By the turn of the 20th century, the growth of industry around Wooster Square neighborhood of New Haven, Connecticut, forced out the wealthy residents which had lived there, to be replaced by recently arriving Lithuanian, Italian, and Italian-American families who established a thriving immigrant community here, which still exists today. After WWII, suburbanization saw families leaving urban centers, and to attempt to draw back in tax dollars, city officials began to plan for urban renewal areas, where “slum clearance” would redevelop areas with new and modern housing and offices with federal tax dollars. Strong neighborhood support for preservation of the area, paired with a sympathetic Planning Department, saved much of the core of the Wooster Square neighborhood with a few exceptions. The former Greene Street School and a number of residences along Greene Street and Hughes Place were razed in the 1960s and replaced by Town House on the Park, a Mid-Century Modern townhouse development. The project is comprised of thirty-six, three-story dwellings in a rowhouse configuration designed with their ground floor below grade as so to reduce their scale from the street.
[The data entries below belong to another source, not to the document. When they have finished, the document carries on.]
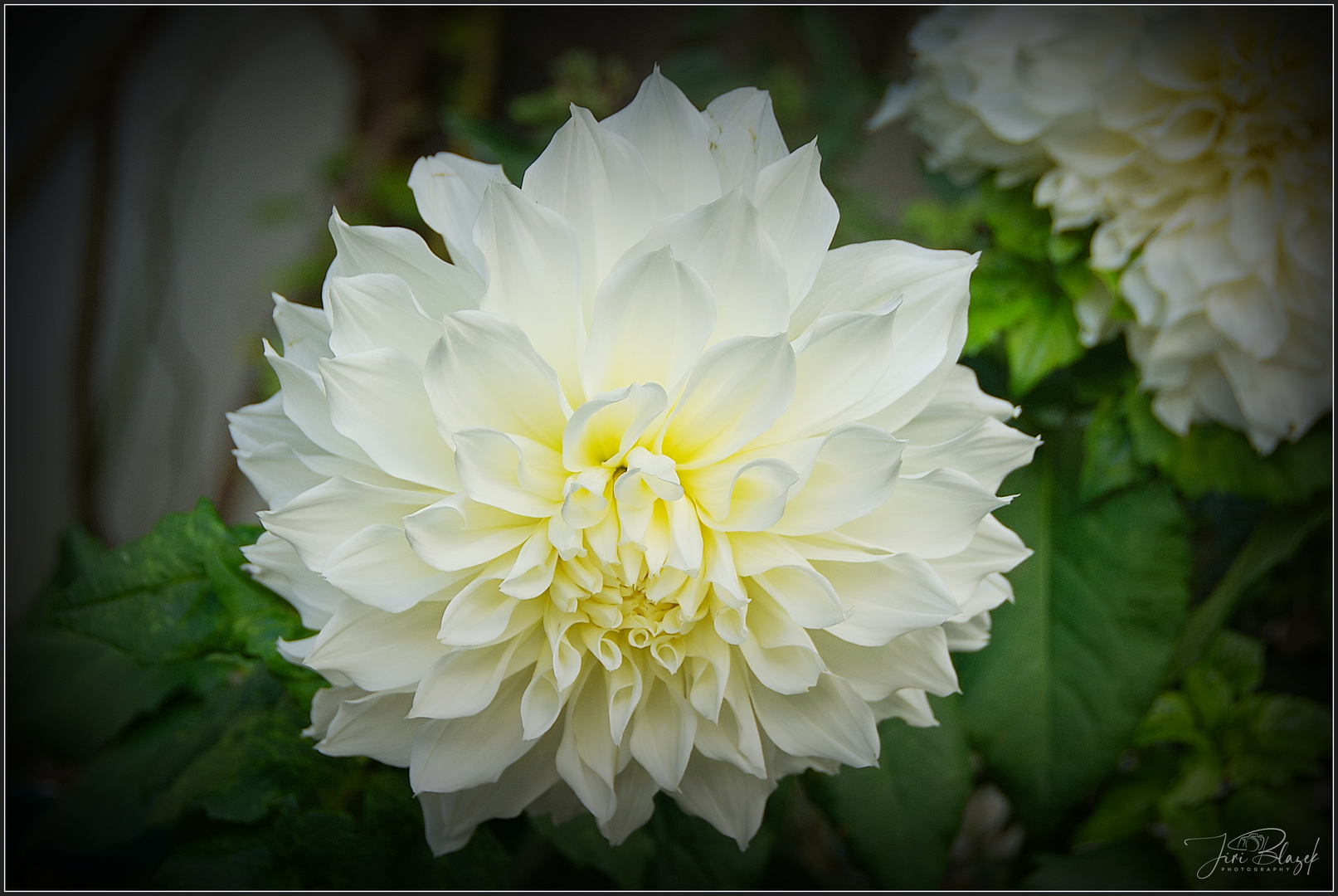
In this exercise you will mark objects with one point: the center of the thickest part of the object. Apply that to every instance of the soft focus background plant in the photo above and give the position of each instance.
(1165, 673)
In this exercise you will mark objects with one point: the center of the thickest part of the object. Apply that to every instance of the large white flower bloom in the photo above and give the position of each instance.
(1200, 141)
(648, 491)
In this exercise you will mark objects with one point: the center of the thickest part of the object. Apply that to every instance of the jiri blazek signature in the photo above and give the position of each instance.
(1262, 850)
The development was designed by architect William Mileto and was given an award by House+Home Magazine in 1964 and featured in other publications as a good example of infill housing in a dense urban environment. What do you think about Town House on the Park?

Alumnae Memorial Library – Elms College // 1973

Located just north of and in stark contrast to the ornate Neo-Gothic 1932 Administration Building of Elms College, the school’s main library building showcases how much architecture styles changed in just 40 years. The college’s library was long in the main Administration building, but was outgrown in the latter half of the 20th century. The two-story steel and cast-concrete library building was built in 1973 with exterior details in red brick and concrete, a nod to the historic materials of the older campus buildings. Unapologetically Modern, and somewhat Brutalist, the building has complex geometry of sunken voids and solid sections, broken up by a horizontal band of windows with concrete fins to mitigate sunlight. The building was designed by Boston architects, Carroll & Greenfield, and recently celebrated its 50th anniversary.

Yale University Art Gallery // 1953

Yale University’s School of Architecture was in the midst transition when Louis Kahn joined the faculty in 1947. The post-war years at Yale trended away from the school’s Beaux-Arts lineage towards the avant-garde, and Modernist principles brought over from European architects. When the University called for a new wing for its existing Venetian Gothic style Art Gallery Building (1928), they obviously had no choice but to make a statement for the future of the school. Architecture professor Louis Kahn worked with Anne Tyng, who was both a professional partner and his “muse”, who heavily influenced his works, including here where she designed the concrete tetrahedral slab ceiling at the interior galleries. As a professor and practicing architect, Kahn hoped for students and visitors would engage with the building, even interior spaces often overlooked design-wise, such as the stairwells. While the facades are fairly minimal in design details, because the attention was paid to the interiors, which provide protection from natural light while also allowing for large floor plates for customizable exhibitions. The structure is Yale’s first true Modernist building on a campus which soon after was dominated by some of the country’s most iconic examples of the style.